When we talk about antenna gain, think of it like changing from a regular light bulb to a spotlight - you get a brighter beam in one direction, but less light in others. Gain is typically measured in:

• dBi (decibels relative to an isotropic radiator)
• dBd (decibels relative to a dipole)

An isotropic radiator is a theoretical “perfect” antenna that radiates equally in all directions, used as a reference point for comparing real antennas. The “i” in “dBi” refers to this isotropic radiator.

Common Antenna Types #

1. Beam Antennas

   Key Information: A beam antenna is an antenna that concentrates signals in one direction . Picture it as a flashlight reflector focusing light. The Yagi antenna offers the greatest gain of common antenna types, using multiple elements to achieve high gain and directivity.

   It’s important to remember that gain is just a redistribution of the signal—like a mirror or a lens that directs the signal toward your antenna. You get a stronger signal at that focal point, but anything outside that focus becomes much weaker.

2. Dipoles

   Key Information: A half-wave dipole radiates the strongest signal broadside to the antenna.

   The dipole is the most basic and fundamental antenna type - just two conductors of equal length, fed at the center. Most other antennas are really just clever variations on this basic design. A half-wavelength dipole antenna can be oriented in any direction, and its signal is always strongest broadside (perpendicular) to the wire. Understanding dipoles helps you understand how almost every other antenna works.

3. Monopoles A monopole is essentially half of a dipole that uses a ground plane (like your car body, handheld radio case, or the Earth itself) as the other half. Most handheld and mobile antennas are monopoles - they’re simpler to build and mount than full dipoles while retaining similar radiation characteristics. When you see a quarter-wave vertical antenna on an HT or car, you’re looking at a monopole.

4. Quarter-wave Verticals For the 2-meter band (146 MHz), a quarter-wave vertical is approximately 19 inches long . These are like dipoles standing on end, with the ground (or your car, or your handheld radio) acting as the other half.

5. 5/8 Wave Verticals

   Key Information: A 5/8 wavelength whip antenna has *more gain than a 1/4-wavelength antenna by concentrating more signal toward the horizon instead of up into the sky.

   While this makes them popular for VHF and UHF mobile operations on flat terrain, it’s important to understand that just like with a beam antenna this “gain” is just a redistribution of the signal. In hilly areas or canyons where your repeater might be above you, a 1/4-wave antenna can actually work better because it radiates more signal upward.

6. J-poles Shaped like the letter J, these are essentially half-wave antennas fed at one end. They’re popular for VHF and UHF because they’re easy to build and don’t require a ground plane.

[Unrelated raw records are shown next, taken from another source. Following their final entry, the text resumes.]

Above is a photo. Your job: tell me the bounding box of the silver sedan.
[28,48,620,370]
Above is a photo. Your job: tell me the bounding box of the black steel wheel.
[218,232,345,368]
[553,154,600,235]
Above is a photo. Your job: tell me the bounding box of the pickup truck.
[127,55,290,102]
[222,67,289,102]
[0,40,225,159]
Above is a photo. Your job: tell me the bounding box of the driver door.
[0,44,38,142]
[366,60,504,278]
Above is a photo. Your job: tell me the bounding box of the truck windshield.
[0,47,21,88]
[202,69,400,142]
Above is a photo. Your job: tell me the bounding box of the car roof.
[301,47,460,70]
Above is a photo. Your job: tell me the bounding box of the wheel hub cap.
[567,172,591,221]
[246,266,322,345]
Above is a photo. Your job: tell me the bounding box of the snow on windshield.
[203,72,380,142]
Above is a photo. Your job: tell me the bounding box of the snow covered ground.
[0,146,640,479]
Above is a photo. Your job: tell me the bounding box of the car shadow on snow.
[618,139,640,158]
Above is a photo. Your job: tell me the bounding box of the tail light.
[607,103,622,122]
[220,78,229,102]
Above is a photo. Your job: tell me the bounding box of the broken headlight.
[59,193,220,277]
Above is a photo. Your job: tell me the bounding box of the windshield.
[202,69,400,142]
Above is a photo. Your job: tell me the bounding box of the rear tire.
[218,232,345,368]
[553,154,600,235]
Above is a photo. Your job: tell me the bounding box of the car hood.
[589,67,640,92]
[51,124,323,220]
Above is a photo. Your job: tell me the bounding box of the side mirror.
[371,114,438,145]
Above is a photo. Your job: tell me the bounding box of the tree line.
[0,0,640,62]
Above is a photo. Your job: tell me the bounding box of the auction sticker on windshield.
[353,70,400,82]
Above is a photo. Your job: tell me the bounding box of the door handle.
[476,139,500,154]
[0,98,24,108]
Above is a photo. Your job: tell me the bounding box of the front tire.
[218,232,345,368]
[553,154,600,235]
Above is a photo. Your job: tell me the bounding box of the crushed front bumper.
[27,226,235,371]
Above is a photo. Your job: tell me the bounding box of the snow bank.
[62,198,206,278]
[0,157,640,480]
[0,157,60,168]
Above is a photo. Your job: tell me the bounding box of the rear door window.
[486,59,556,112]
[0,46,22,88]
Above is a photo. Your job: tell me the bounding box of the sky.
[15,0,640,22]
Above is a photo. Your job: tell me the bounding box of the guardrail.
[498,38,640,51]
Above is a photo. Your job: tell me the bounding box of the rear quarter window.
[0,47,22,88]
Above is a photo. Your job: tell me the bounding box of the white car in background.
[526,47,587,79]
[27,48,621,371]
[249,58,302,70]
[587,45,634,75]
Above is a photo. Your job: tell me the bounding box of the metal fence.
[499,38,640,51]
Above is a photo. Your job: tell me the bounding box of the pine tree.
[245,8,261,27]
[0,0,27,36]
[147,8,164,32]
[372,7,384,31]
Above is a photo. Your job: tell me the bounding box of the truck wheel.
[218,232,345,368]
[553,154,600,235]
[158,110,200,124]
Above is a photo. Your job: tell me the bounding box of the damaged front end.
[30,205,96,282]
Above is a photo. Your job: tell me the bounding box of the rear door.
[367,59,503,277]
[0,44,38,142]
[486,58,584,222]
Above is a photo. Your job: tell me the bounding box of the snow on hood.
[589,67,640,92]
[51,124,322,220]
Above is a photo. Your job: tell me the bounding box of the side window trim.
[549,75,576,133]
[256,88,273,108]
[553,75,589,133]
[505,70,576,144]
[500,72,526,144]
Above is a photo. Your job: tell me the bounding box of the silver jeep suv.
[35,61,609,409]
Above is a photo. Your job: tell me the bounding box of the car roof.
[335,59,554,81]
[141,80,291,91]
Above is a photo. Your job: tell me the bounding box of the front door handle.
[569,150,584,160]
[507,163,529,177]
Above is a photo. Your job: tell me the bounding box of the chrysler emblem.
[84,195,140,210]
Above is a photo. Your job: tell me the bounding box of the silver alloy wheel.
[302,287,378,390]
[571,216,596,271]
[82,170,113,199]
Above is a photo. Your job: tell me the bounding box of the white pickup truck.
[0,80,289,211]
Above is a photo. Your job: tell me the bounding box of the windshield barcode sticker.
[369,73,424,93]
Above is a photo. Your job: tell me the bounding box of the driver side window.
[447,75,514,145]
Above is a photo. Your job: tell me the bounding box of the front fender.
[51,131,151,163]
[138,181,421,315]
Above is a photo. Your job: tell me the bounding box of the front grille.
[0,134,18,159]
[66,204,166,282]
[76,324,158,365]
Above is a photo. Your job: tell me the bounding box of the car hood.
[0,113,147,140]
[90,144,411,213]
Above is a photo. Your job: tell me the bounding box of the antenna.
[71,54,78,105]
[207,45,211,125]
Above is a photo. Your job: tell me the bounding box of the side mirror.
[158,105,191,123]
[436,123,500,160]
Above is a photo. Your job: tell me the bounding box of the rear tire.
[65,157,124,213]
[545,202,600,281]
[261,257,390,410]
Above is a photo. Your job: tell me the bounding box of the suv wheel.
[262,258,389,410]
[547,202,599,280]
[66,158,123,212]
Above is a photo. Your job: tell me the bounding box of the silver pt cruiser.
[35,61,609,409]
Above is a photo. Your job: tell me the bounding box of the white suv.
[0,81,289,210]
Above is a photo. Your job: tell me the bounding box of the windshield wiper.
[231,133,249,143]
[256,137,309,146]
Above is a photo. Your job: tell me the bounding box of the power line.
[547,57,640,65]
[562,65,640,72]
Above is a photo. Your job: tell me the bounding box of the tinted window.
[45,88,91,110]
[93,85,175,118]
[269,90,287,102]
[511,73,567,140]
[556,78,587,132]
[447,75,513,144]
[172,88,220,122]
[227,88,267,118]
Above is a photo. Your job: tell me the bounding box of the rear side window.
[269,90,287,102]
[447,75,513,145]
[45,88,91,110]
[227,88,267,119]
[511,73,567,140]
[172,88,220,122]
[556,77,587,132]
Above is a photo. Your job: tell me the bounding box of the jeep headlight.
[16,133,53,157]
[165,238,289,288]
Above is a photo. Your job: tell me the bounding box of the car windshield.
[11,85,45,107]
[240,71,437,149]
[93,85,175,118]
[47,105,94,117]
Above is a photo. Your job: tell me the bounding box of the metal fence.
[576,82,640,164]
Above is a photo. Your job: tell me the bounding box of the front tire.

7. Loop Antennas These come in various shapes and sizes and are great for small spaces like attics or balconies.

Antenna Length and Frequency #

The length of an antenna is related to its resonant frequency. The longer the antenna, the lower the resonant frequency. Here’s a handy formula for dipole length:

$\text{Length (in feet)} ≈ \frac{468}{\text{frequency (in MHz)}}$

or

$\text{Length (in inches)} ≈ \frac{5600}{\text{frequency (in MHz)}}$

Below are common lengths for different bands. Some of these are answers to test questions! You can learn the equation or just memorize the number, whichever is easiest for you.

Making Antennas Work in Limited Space #

Sometimes we need to modify antennas to make them work better or fit in a smaller space:

1. Antenna Loading

   Key Information: When space is tight, we can make an antenna electrically longer by inserting inductors in the radiating elements . This is called loading. While not as efficient as a full-size antenna, it lets us use shorter antennas when necessary.

2. Portable Antennas Key Information: The small, flexible antennas that come with handheld radios are convenient but have a significant drawback: they have low efficiency compared to a full-sized quarter-wave antenna . This means less of your power actually gets converted into radio waves.

3. Antenna Tuners Key Information: An antenna tuner’s main job is to match the antenna system impedance to the transceiver’s output impedance . It’s like a gearshift, adjusting the connection so your transmitter and antenna work together as efficiently as possible.

Antennas Requiring Tuners #

Some antennas are designed to work across a wide range of frequencies but aren’t naturally resonant at any of them:

1. Random Wire Antennas Just what they sound like - a wire of random length used as an antenna. They can be effective, especially for portable operations, but almost always require a tuner.

2. Multi-band Dipoles These dipoles are designed to work on multiple bands but are often not perfectly resonant on all of them. A tuner can help match the impedance on the non-resonant bands.

3. Magnetic Loop Antennas These compact antennas are great for restricted spaces but have a very narrow bandwidth. They require careful tuning each time you change frequency.

Remember that a tuner doesn’t actually “tune” the antenna - it just matches impedances. It doesn’t improve an antenna’s radiation efficiency.

Practical Considerations #

When choosing an antenna, consider:

1. Available space
2. Installation requirements
3. Direction you want to communicate
4. Bands you want to use

For example, a beam antenna might give you the most gain, but it needs to be rotated to point in different directions and requires more installation work than a simple vertical antenna.

The “best” antenna depends entirely on your situation and goals. Sometimes a simple antenna that you can actually install is better than a theoretically perfect antenna that won’t fit in your space. Don’t be afraid to experiment - your antenna farm can grow with your experience. The most important thing is to get on the air and join the conversation!